18. How Should I Promote My Live Stream?
You should promote your live stream the way you would promote any event. Beyond that, though, different live streaming technologies have different promoting features built in. YouTube, for example, has a whole range of features that allow its users to promote their live streams. Other live streaming technologies will have their own features, but YouTube, being the most established video sharing website, will likely have the most.
For Facebook and Twitter, the best way to promote your live stream is simply through posts and Tweets about when your live stream will be. Promotional photos and videos wouldn’t hurt, either.
19. What is the Future of Live Streaming?

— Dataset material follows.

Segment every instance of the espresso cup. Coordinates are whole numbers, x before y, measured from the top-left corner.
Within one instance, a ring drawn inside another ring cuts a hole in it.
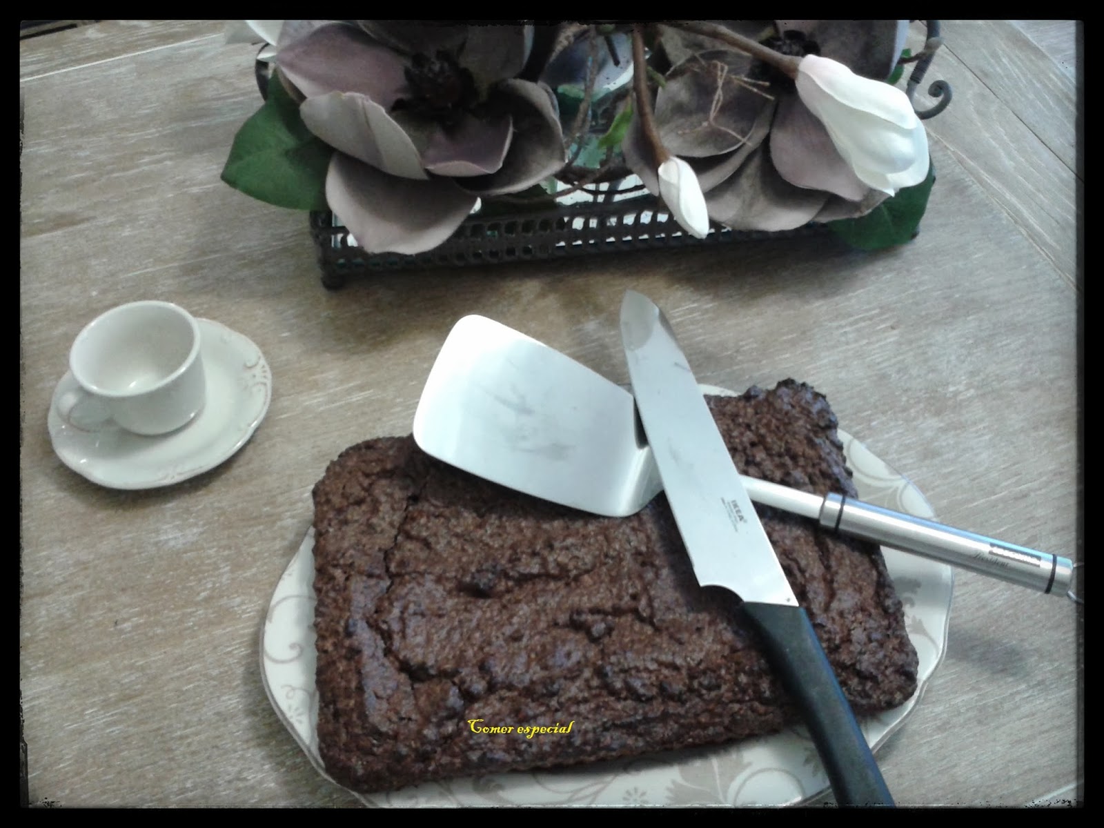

If the failure of Meerkat, Blab and Katch.me (and the success of live streaming a Chewbacca mask) tells us anything, it’s that predicting the future is hard. For now, businesses should focus on what live streaming can do for them in the short term. The long term is far too hard to see. The horizon is obscured by failed startups and inexplicably popular live streams of thousands of people playing Pokemon at once or (even more bizarre) of a puddle in Newcastle.
The real aim should be to focus on the present. Live “How to” guides, live “Q&A” sessions, live interviews and impromptu announcements; this stuff is working for businesses right now.
Still, let’s go out on a limb here and make two big predictions about live streaming: it will become more popular and it will become more legitimate.
The increase in popularity is based on the potential the technology has, as well as the media coverage it’s getting. The increase in legitimacy is based on the rise of politicians using live streaming.
In fact, Paul Ryan, the Republican Speaker of the House, is currently trying to ban politicians from live streaming inside the House. Should Ryan be successful, you could argue that live streaming will no longer be seen as a legitimate way for politicians to speak to their constituents.
However, a more likely scenario is that politicians will fight back. Indeed, they already are, claiming the ban would be “unconstitutional”. Moreover, the fact that there are enough politicians live streaming for Ryan to feel the need to enforce this ban goes to show how popular the technology is becoming. Yes, Ryan’s attempt to ban the technology may simply be his way of responding to the Democrats’ gun protest sit-in in the summer of 2016. However, away from politics, there’s a bigger trend happening here.
With politicians live streaming to their followers, the technology seems all the more serious and all the more important. In 2011, a landmark Commons vote in the UK allowed MPs to Tweet inside the Commons Chamber. In 2017, the idea of politicians Tweeting is as natural to us as the idea of politicians lying.
Live streaming looks set to go the same way. It’s already entered into the world of politics and it’s already allowed politicians to be more transparent (or, at least, to appear that way). So it is with politicians, so it will be with businesses. It’s no coincidence that the era of businesses and politicians using social media is also the era of a businessman becoming the most powerful politician in the free world through consistent (albeit erratic) Tweeting.
It was Stephen Fry who said that social media and marketing technology is like a mirror. If an idiot stares into it, then you can’t expect an Apostle to stare out. Even though he was speaking nearly seven years ago, his thoughts on social media technology (which at the time would have been limited to Twitter, Facebook, and YouTube and a handful of smartphones) still apply today.
As a social media and marketing phenomenon, live streaming is what businesses make of it. There are no set trends, there are no outright winners, and there are no hard and fast rules. There are a handful of ideas about what works, but it only takes a handful of geniuses to completely change the way we look at it.
So if there’s one thing that businesses should know about live streaming, above all else, it’s that we don’t yet know everything about it. We know a lot, and we should educate ourselves as much as possible, but we need to allow live streaming to evolve and to evolve with it.